How to calculate the vertex of a parabola given three points

Question

I have three X/Y points that form a parabola. I simply need to calculate what the vertex of the parabola is that goes through these three points. Preferably a quick way as I

Answer 1

Here is a code in Fortran that implements @david-z and @AZDean's solution:

subroutine parabola_vertex(x1, y1, x2, y2, x3, y3, xv, yv)
real(dp), intent(in) :: x1, y1, x2, y2, x3, y3
real(dp), intent(out) :: xv, yv
real(dp) :: denom, A, B, C
denom = (x1 - x2) * (x1 - x3) * (x2 - x3)
A     = (x3 * (y2 - y1) + x2 * (y1 - y3) + x1 * (y3 - y2)) / denom
B     = (x3**2 * (y1 - y2) + x2**2 * (y3 - y1) + x1**2 * (y2 - y3)) / denom
C     = (x2 * x3 * (x2 - x3) * y1 + x3 * x1 * (x3 - x1) * y2 + &
            x1 * x2 * (x1 - x2) * y3) / denom
xv = -B / (2*A)
yv = C - B**2 / (4*A)
end subroutine

Answer 2

This smells like homework. "Ask a Scientist" is right on.

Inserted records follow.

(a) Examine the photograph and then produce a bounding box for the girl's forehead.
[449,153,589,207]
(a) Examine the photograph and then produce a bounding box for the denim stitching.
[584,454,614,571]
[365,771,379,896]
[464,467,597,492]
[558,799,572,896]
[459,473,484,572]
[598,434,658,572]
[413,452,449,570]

Say your 3 points are (x1, y1), (x2, y2), and (x3, y3). Then, you get three linear equations:

| M11 M12 M13 |   | A |   | Z1 |
| M21 M22 M23 | * | B | = | Z2 |
| M31 M32 M33 |   | C |   | Z3 |

Where M₁₁ = x₁², M₁₂ = x₁, M₁₃ = 1, Z₁ = y₁, and similarly for the other two rows using (x2, y2) and (x3, y3) in place of (x1, y1).

Solving this system of 3 equations will give you a solution for A, B, and C.